Bem, é claro que não podemos ter certeza. Mas a partir daquilo que sabemos
dela, daquilo que vemos dela, não é / impossível.
Não podemos ter certeza que o saco está cheio de pedras. Pode estar cheio de
roupas velhas, de drogas… / qualquer coisa.
Por que não? Por que é que não podemos ter certeza? Por que é que não
podemos dizer de uma vez por todas que o saco está cheio de pedras e que as
pedras explicam o sorriso.
Um quê?
Silêncio. No silêncio:
7 O NOVO ANNY
Cada uma das réplicas é primeiro dita numa língua africana ou do Leste europeui.

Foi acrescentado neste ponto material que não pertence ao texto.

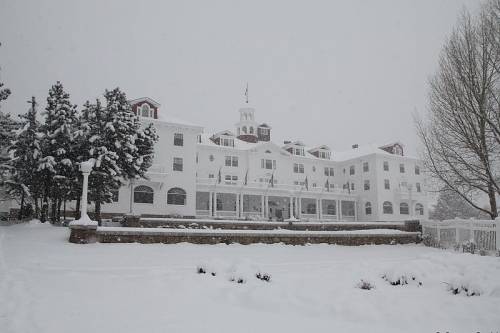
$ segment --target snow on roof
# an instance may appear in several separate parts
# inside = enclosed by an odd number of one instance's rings
[[[388,153],[385,150],[380,149],[379,145],[369,144],[369,145],[359,146],[358,148],[353,148],[353,149],[342,151],[342,152],[332,152],[331,160],[340,162],[340,161],[352,160],[354,158],[359,158],[362,156],[373,155],[373,154],[394,156],[393,154]]]
[[[178,125],[184,125],[184,126],[190,126],[190,127],[203,128],[203,126],[194,124],[194,123],[192,123],[190,121],[187,121],[187,120],[184,120],[184,119],[180,119],[180,118],[177,118],[177,117],[171,116],[171,115],[165,115],[163,112],[158,112],[158,119],[144,118],[144,120],[147,120],[147,121],[151,121],[151,120],[153,120],[153,121],[161,121],[161,122],[169,123],[169,124],[178,124]]]
[[[154,99],[149,98],[149,97],[140,97],[140,98],[136,98],[136,99],[131,99],[128,102],[130,103],[130,105],[134,105],[134,104],[137,104],[140,102],[148,102],[148,103],[151,103],[154,107],[157,107],[157,108],[160,107],[160,103],[158,103],[157,101],[155,101]]]

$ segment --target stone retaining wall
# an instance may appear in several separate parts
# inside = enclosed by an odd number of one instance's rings
[[[403,223],[391,222],[256,222],[256,221],[227,221],[212,220],[203,221],[196,219],[150,219],[139,216],[128,215],[122,222],[124,227],[132,228],[189,228],[189,229],[224,229],[224,230],[297,230],[297,231],[344,231],[344,230],[366,230],[366,229],[394,229],[401,231],[421,231],[418,220],[404,221]]]
[[[194,243],[194,244],[274,244],[288,245],[305,244],[337,244],[337,245],[368,245],[368,244],[407,244],[419,241],[418,232],[397,232],[395,234],[352,234],[352,233],[251,233],[251,232],[216,232],[198,231],[183,232],[179,230],[127,230],[127,228],[71,228],[70,242],[86,244],[91,242],[101,243]]]

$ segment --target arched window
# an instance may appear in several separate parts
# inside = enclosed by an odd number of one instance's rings
[[[372,204],[371,204],[371,202],[365,203],[365,215],[372,215]]]
[[[247,127],[246,126],[243,126],[241,128],[241,130],[242,130],[243,134],[247,134]]]
[[[415,205],[415,213],[417,213],[417,215],[424,215],[424,205],[417,203]]]
[[[316,214],[316,204],[315,203],[310,203],[307,205],[306,208],[307,214]]]
[[[140,185],[134,188],[134,202],[152,204],[154,191],[151,187]]]
[[[252,126],[250,126],[248,133],[253,134],[253,127]]]
[[[335,205],[334,204],[329,204],[326,207],[326,213],[328,215],[335,215],[335,214],[337,214],[336,209],[335,209]]]
[[[384,214],[392,214],[392,203],[389,201],[384,201],[384,204],[382,205],[382,211]]]
[[[408,204],[406,202],[402,202],[399,204],[399,214],[410,214],[410,211],[408,210]]]
[[[186,204],[186,191],[178,187],[168,190],[167,204],[184,206]]]
[[[141,117],[150,117],[150,110],[148,104],[142,104],[141,106]]]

Segue-se imediatamente uma tradução portuguesa.
[frase]
O carro circula ao longo da ondulante estrada mediterrânea.
[frase]
Agarra-se às curvas entre as pitorescas aldeias nas encostas das colinas.
[frase]
O sol brilha sobre o corpo aerodinâmico.
[frase]
O corpo aerodinâmico do novo Anny.
[frase]
Vemos o novo Anny serpentear por entre os telhados mediterrânicos de telha
vermelha.
[frase]
Rápido.
[frase]
Ágil.
[frase]
Livre.
[frase]
Sabemos agora que o novo Anny já vem de fábrica com vidros elétricos.
[frase]
Sabemos agora que o novo Anny já vem de fábrica com airbag de motorista e
de passageiro.
[frase]
Sabemos agora que todas as coisas que os outros fabricantes oferecem como
extras…
[frase]
… já vêm de fábrica com o novo Anny.
[frase]
Ar condicionado.
[frase]
Sistema de trava de motor.
[frase]
E um telefone celular.
[frase]
Sabemos que os nossos filhos estarão seguros e felizes no banco de trás do
Anny tal como os adultos se sentirão relaxados e confiantes ao volante.
[frase]
Felizes.
[frase]
Seguros.
[frase]
Sob controle.
[frase]
O Anny desliza pelas praias brancas do mundo tão facilmente como estaciona
em frente às lojas de sapato com lâmpadas de halogênio das grandes cidades.
[frase]
Quando chegamos ao nosso destino dentro do Anny…
[frase]
… seremos sempre abraçados por homens bonitos e mulheres bonitas.
[frase]
Não seremos traídos.
[frase]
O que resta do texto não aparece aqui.